Heterotheca sessiliflora subsp. sessiliflora
Stems 1–30, decumbent to ascending-erect, sparsely to moderately hispid, densely stipitate-glandular distally. Cauline leaves sessile, blades lanceolate, 9–16 (–21) × 4–7 mm, reduced distally, bases rounded, margins strongly undulate, proximal large cilia grading into distal, small ones, faces moderately to densely hispido-strigose, sparsely to moderately glandular; distal green, not stiff, faces usually sparsely to moderately, rarely densely hispido-strigose, densely stipitate-glandular. Peduncle bracts 3–6, proximal lanceolate, leafy, sometimes distally reduced and phyllary-like, often 1–3+ larger, leaflike bracts subtending, equaling or surpassing heads. Involucres (7–) 8.4–10.4 (–11) mm. Ray-florets 14–24; laminae 5–9 (–11) mm. Disc-florets: corolla lobes sparsely pilose (hairs 0.15–0.4 mm). Cypsela faces sparsely strigose. 2n = 18.
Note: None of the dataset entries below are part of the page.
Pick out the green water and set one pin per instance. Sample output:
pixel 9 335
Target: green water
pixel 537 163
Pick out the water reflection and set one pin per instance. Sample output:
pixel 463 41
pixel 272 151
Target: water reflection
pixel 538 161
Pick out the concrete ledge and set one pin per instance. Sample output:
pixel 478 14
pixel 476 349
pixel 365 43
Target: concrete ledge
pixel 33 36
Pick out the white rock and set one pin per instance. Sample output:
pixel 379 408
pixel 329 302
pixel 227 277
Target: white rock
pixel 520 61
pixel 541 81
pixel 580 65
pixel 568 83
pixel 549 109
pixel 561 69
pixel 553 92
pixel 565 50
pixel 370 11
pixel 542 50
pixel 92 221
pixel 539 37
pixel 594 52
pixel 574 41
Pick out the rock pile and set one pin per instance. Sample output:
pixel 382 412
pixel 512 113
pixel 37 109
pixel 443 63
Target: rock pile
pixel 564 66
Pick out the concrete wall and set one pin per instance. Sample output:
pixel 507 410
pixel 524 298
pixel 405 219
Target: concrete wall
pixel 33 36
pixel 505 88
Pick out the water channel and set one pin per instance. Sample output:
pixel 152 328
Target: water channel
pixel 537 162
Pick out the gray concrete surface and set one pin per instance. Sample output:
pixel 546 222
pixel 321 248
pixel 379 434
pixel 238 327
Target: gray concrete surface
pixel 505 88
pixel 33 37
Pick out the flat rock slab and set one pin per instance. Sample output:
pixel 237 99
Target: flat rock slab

Phenology: Flowering (Mar–)Jun–Sep+.
Habitat: Coastal dunes, strand, mud flats
Elevation: 0–60 m
Calif., Mexico (Baja California)
The peak blooming period for subsp. sessiliflora is mid to late summer, but rare individuals can produce some heads throughout much of the year (San Diego County to northern Baja California). The type comes from Santa Barbara, where the subspecies now appears to be extinct. The plants vary greatly in habit. Some are sometimes short and herbaceous, the shoots dying back at the end of the growth season. In the northern Baja California coastal dunes are meter-high shrubs, the shoots of which have not been killed back to rootstock level. The shift from densely hairy proximal cauline leaves to densely glandular distal ones occurs abruptly in some shoots and gradually in others. The subspecies has become very rare in California.